Di lì a poco sopraggiunge una pattuglia della Polizia Municipale che evita così il linciaggio della”bestia”, mentre Maria, dopo i primi soccorsi prestati dai passanti, viene trasportata presso il locale nosocomio Cardelli, e lì ricoverata nel Trauma Center con 21 giorni di prognosi per le terribili percosse subìte.

Napoli

Considerazioni

Questo è solo uno dei tanti episodi di violenza che vengono ogni giorno perpetrati ai danni delle donne, e che non vorremmo mai raccontare. Basti pensare che solo in Italia il femminicidio miete più vittime della criminalità organizzata.

Il nostro ordinamento, con le normative specifiche in materia di maltrattamenti in famiglia e di stalking(art.612 Bis del codice penale), prevede la condanna a pena detentiva da sei mesi a cinque anni per chi si macchia di simili infami reati.

Tuttavia, è oramai opinione diffusa che il reato di stalking non venga poi colpito con molta durezza dal nostro ordinamento giuridico, che si limita ancora ad infliggere condanne fin troppo soft al termine del primo grado di giudizio.

La beffa

E difatti, nel frattempo, l’aggressore srilankese è stato giudicato e condannato per direttissima ad un anno e quattro mesi di reclusione, con la beffa finale della pena sospesa. Il che significa che l’uomo non sconterà la pena né sarà al momento recluso in alcun istituto penitenziario. Ma dovrà semplicemente rispettare l’obbligo di stare lontano dalla donna e dai luoghi da lei frequentati.

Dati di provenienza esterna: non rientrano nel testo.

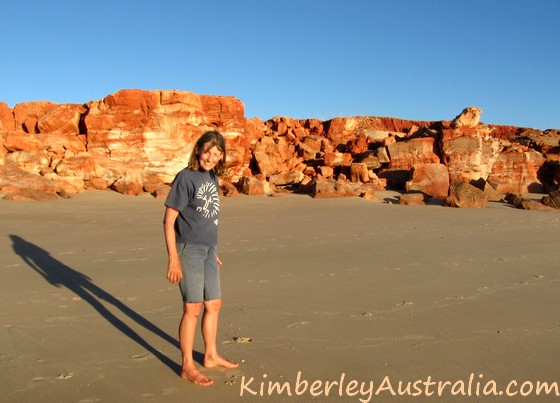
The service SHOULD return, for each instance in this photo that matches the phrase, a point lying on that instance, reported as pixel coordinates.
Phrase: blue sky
(411, 59)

Sappiamo purtroppo benissimo che un simile divieto può essere agevolmente aggirato ed infranto.  E sappiamo anche  che, fino a quando simili”bestie”saranno a piede libero, nessuno potrà scongiurare il verificarsi di più gravi e nefasti eventi.

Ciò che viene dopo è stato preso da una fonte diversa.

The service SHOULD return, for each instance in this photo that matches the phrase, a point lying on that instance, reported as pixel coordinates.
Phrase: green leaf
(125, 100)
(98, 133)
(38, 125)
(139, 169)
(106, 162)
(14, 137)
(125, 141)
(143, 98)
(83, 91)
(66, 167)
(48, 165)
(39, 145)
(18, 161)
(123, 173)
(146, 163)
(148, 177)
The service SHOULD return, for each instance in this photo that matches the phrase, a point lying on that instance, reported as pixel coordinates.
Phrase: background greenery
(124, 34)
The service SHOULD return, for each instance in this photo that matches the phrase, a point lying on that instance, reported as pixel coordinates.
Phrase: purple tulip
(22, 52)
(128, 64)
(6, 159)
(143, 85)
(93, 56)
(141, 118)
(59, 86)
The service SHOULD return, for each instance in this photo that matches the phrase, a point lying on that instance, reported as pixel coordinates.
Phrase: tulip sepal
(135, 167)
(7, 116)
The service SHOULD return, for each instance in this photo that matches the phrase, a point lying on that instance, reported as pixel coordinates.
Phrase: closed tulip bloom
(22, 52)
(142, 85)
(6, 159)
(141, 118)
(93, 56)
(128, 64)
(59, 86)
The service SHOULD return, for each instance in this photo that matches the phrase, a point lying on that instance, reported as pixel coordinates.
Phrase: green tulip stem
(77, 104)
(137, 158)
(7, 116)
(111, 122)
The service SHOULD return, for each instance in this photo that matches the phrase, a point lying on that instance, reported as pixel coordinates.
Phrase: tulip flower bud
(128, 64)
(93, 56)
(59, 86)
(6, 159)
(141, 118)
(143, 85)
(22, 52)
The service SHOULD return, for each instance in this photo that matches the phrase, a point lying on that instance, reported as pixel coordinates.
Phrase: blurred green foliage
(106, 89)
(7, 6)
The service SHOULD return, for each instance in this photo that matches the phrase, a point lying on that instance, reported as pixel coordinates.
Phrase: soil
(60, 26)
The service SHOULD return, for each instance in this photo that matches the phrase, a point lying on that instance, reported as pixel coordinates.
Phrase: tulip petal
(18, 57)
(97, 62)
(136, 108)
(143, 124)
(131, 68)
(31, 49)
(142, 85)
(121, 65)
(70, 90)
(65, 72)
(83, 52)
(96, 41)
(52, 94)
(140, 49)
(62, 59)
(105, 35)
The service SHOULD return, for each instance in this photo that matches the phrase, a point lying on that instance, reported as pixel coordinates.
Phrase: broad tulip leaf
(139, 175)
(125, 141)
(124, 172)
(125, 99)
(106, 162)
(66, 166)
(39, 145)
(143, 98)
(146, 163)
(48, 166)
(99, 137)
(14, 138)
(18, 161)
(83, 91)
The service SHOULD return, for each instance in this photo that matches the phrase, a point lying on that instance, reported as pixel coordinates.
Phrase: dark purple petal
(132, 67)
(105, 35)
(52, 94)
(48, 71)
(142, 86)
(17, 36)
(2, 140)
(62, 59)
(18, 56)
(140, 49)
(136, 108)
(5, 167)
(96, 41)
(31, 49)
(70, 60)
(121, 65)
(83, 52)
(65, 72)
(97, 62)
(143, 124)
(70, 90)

Mentre ci si augura che l’ordinamento arrivi finalmente ad applicare pene decisamente più severe per questo tipo di reati.

L’invito personale, che rivolgo a tutte le donne che subiscono maltrattamenti, è di parlarne immediatamente con familiari ed amici. Devono denunciare senza indugio anche il più piccolo episodio di violenza!

Perché le donne possano comprendere che la gelosia ossessiva, i pedinamenti, il vietare un’ uscita, anche con le amiche, non sono affatto gesti di amore. Ma invece manifestazioni ossessive di uomini con personalità disturbata e la mente malata.

Le donne non sono, né devono più essere un oggetto di proprietà di simili individui, né tantomeno devono più avere paura di dire basta.

Il porre fine a simili situazioni di violenza e schiavitù può servire a salvare la vita di tante povere vittime che non sono più in grado di reagire.